Alleged of making untrustworthy comments about former headmistress of her Leadership Academy for Girls, Oprah Winfrey will have to defend herself against Nomvuyo Mzamane in March 29 trial.
Oprah Winfrey will have to defend herself in a defamation suit over comments she made about the former headmistress of her all-girls school in South Africa, a judge has ruled. The talk show host has been ordered to attend trial in Philadelphia, Pennsylvania on March 29. Former headmistress Nomvuyo Mzamane accused Winfrey of suggesting she was not trustworthy in comments she made during a 2007 press conference following a sex abuse scandal at the Oprah Winfrey Leadership Academy for Girls, near Johannesburg.
A dorm matron was later charged with abusing students. Following the scandal, the principal's contract was not renewed and she returned to her adopted Philadelphia in the hope of finding work. Mzamane claims she was unable to find work because of Winfrey's comments.

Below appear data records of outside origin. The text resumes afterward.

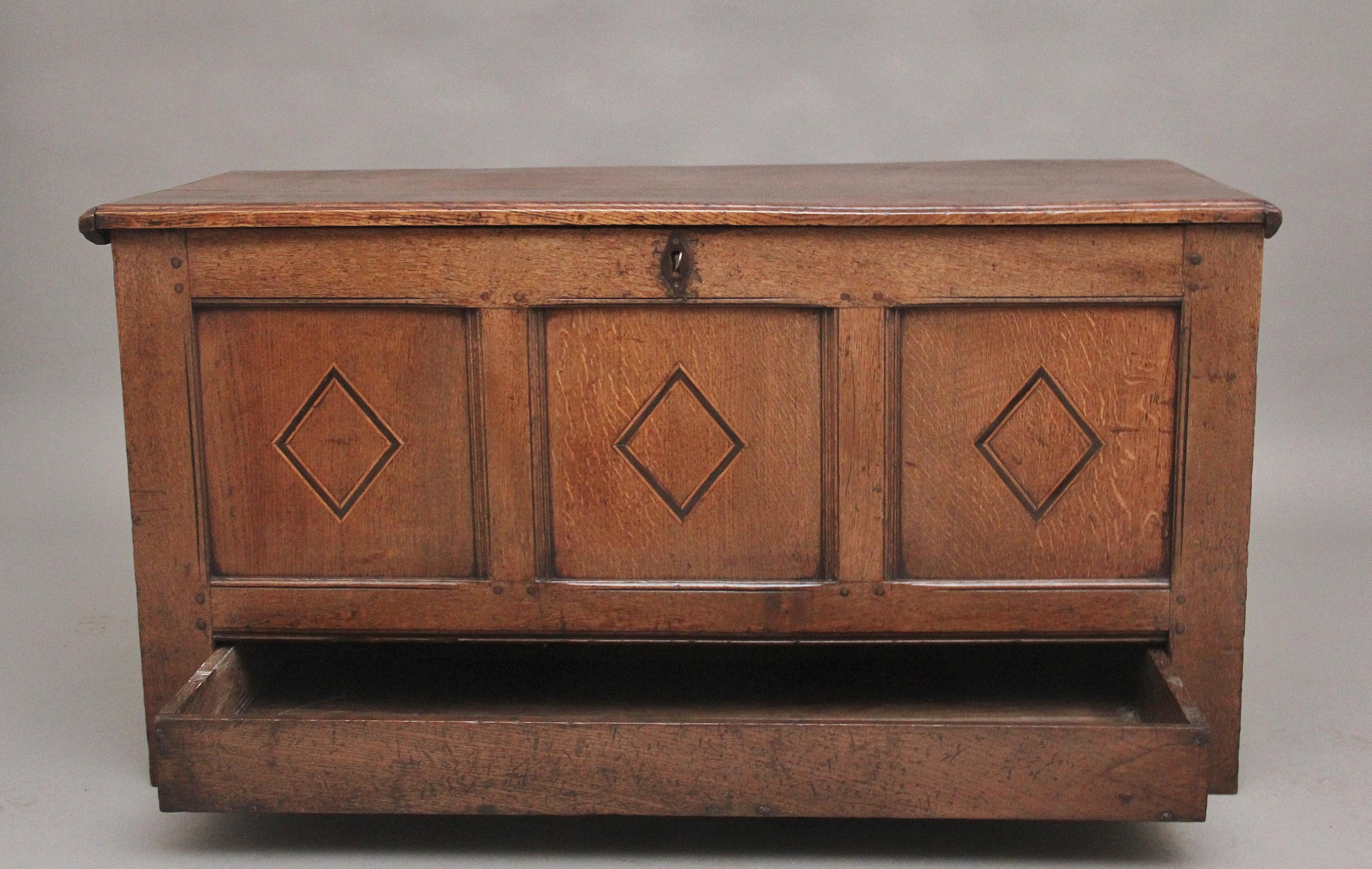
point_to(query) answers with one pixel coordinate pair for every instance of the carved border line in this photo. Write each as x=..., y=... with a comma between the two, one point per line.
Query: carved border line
x=983, y=443
x=282, y=444
x=680, y=510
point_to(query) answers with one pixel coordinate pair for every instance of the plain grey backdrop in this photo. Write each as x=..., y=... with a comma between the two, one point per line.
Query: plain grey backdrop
x=103, y=101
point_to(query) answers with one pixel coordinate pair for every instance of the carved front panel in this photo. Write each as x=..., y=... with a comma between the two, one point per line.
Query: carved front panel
x=1038, y=441
x=684, y=444
x=337, y=441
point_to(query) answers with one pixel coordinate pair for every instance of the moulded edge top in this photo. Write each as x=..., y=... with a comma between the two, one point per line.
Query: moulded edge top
x=976, y=193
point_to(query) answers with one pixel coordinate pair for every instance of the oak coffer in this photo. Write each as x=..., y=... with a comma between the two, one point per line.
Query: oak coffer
x=906, y=491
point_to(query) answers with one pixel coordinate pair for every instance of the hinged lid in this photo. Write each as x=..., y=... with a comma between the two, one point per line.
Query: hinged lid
x=982, y=193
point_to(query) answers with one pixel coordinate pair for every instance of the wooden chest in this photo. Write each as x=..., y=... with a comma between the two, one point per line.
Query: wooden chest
x=910, y=491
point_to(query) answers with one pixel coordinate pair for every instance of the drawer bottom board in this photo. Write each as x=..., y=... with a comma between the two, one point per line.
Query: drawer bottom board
x=1016, y=732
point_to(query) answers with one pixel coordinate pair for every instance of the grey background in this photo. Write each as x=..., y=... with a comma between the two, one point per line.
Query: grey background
x=103, y=101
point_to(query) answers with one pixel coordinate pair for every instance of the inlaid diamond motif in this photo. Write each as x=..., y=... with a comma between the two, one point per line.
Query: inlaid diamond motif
x=1039, y=444
x=680, y=444
x=338, y=444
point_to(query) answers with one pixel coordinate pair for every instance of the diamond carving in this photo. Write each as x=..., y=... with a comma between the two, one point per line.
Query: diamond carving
x=680, y=444
x=338, y=444
x=1039, y=444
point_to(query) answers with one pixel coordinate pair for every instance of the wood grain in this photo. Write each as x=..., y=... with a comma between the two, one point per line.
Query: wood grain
x=408, y=367
x=469, y=750
x=504, y=352
x=1224, y=270
x=648, y=403
x=263, y=607
x=902, y=194
x=862, y=445
x=157, y=363
x=520, y=267
x=971, y=511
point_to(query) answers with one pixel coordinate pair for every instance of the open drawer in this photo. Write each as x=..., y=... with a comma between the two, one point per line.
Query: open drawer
x=967, y=731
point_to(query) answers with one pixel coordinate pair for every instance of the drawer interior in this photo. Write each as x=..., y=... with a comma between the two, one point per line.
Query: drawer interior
x=703, y=728
x=655, y=681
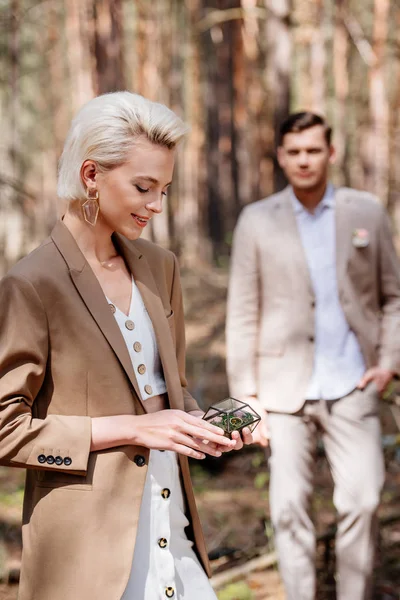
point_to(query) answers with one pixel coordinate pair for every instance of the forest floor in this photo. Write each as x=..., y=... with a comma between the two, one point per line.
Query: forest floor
x=232, y=492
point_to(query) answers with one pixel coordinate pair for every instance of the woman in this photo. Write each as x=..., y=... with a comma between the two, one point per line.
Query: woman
x=92, y=385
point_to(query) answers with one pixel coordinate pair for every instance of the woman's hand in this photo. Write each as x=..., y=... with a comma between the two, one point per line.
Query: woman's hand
x=163, y=430
x=240, y=438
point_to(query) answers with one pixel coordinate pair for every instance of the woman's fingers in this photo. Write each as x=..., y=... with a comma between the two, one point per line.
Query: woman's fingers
x=208, y=435
x=198, y=445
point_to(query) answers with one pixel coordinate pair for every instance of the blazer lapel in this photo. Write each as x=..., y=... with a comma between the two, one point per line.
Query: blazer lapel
x=343, y=232
x=144, y=279
x=92, y=295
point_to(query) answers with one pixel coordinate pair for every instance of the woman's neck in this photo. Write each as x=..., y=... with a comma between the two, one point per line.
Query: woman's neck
x=95, y=243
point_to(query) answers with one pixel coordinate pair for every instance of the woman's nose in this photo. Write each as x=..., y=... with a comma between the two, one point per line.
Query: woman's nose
x=155, y=206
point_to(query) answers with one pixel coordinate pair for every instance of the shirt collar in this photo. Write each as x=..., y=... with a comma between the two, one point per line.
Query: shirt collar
x=328, y=201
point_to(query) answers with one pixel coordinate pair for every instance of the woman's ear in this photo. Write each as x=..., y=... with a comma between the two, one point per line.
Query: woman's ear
x=88, y=174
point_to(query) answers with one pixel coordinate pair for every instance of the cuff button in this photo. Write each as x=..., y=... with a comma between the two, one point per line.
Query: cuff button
x=139, y=460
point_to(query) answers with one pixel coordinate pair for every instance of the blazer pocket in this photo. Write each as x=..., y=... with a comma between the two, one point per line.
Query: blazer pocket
x=58, y=479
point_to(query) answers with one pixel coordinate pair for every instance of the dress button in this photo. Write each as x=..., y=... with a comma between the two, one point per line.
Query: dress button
x=139, y=460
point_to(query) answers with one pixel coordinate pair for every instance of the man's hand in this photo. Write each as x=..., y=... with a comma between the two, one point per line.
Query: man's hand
x=261, y=432
x=379, y=375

Judge Eduardo Robreno has agreed that Winfrey's comments were potentially defamatory and he has refused to dismiss the suit against the talk show host. In calling for the trial, Robreno says, "The implication that (Mzamane) was aware of abuse by the dorm parents and did not react accordingly is capable of defamatory meaning as it ascribes conduct which would render her unfit for her profession as an educator."